Graphic: Rod McRedmond

'Rocket' Rod signs off after 34 years

Date published

09 Nov 2015

From meeting the late British Prime Minister Margaret Thatcher to the first man to walk on the moon, Neil Armstrong, Pilot Rod McRedmond has had a fair few adventures in between during his 34 years with the RFDS.
With a career spanning over 18,600 flying hours - 16,000 of them with the RFDS Central Operations - Rod 'Rocket' McRedmond has decided to hang up his wings.

Aside from his brushes with fame, Rod says the most amazing people he's met during his time with the RFDS have been his colleagues: the medical professionals, pilots, engineers and administrative staff.

"The countless friendships that I have formed with these wonderful people are very special to me," Rod says.

"Flying all over Australia has also given me the opportunity to enjoy friendships with some extraordinary people in the outback including the late Tom Kruse, the outback
mailman. The people who live and work in the outback are unique."

Rod was among the first pilots put on the RFDS Central Operation full-time roster at Port Augusta Base in January 1981 while in the two years prior to that he'd been
flying as a contract pilot for the RFDS with Williams Aviation.

In those days, RFDS had one Beechcraft Baron and one Piper Navajo Chieftain.

Rod then worked at RFDS Alice Springs Base and then in later years the Adelaide Base – and squeezed in secondments at Wyndham, Western Australia, and Broken Hill, NSW – and has seen some magnificent scenery.

"I have seen Sturt Desert Peas flowering on Tarcoola airstrip, hopped over a mother emu followed by a line of chicks crossing a runway and watched the whales whilst flying along the coast to Cook on the Nullarbor Plain," Rod says.

Graphic: Rod McRedmond

In all of his outback flying, Rod has only hit two kangaroos – both of them on the same flight!

Once he had to land on Lake Gairdner salt lake which was being used as a track for an American who was injured attempting a world speed record on a motorbike in the 1980s.

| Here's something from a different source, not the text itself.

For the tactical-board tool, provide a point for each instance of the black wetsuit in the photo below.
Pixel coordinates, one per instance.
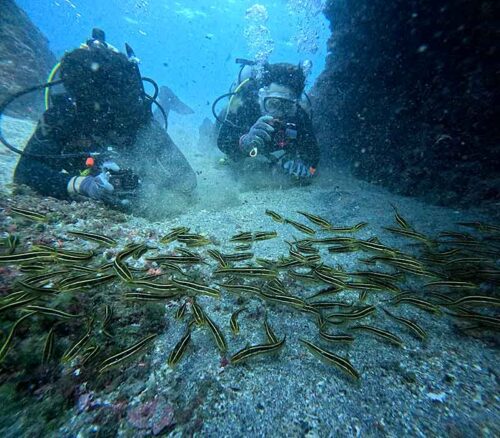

For those late night emergency evacuations, Rod was often having to explain to station owners how to light up their airstrips using Milo cans filled with sand-soaked kerosene and petrol to use as flares.

"On one occasion I suggested the station round up all the toilet rolls that he could find and make flares by soaking them in the kerosene and petrol mixture. On another, I enlisted truckies in the area to light up a dirt strip near the Stuart Highway at Marla," Rod says.

"It has always been a privilege to be able to help in some small way with medical emergencies whether it be comforting parents or holding a drip."

RFDS Central Operations CEO, John Lynch, paid tribute to Rod, saying he was an exemplary staff member who was always heavily committed to the RFDS and its service delivery,
taking enormous pride in his job.

"His other outstanding trait was his role as a family man. Judy and the boys are the apple of his eye and now that's shared with their partners and grandchildren," John says.

"Whatever life has in store for Rod and Judy they take with them our best wishes for the future and an enormous vote of thanks for being who they are and giving so much for the benefit of others."

Rod signed off on his final shift with RFDS Central Operations on Sunday 27 September and plans to spend more time with his family and tend his orchids.

But he hasn't entirely lost his passion for flying which has followed him since childhood.
He'll continue to give flying lessons as an Air Force Cadet Instructor on a weekly basis in the World War II Link Trainer based at Torrens Parade Ground in Adelaide.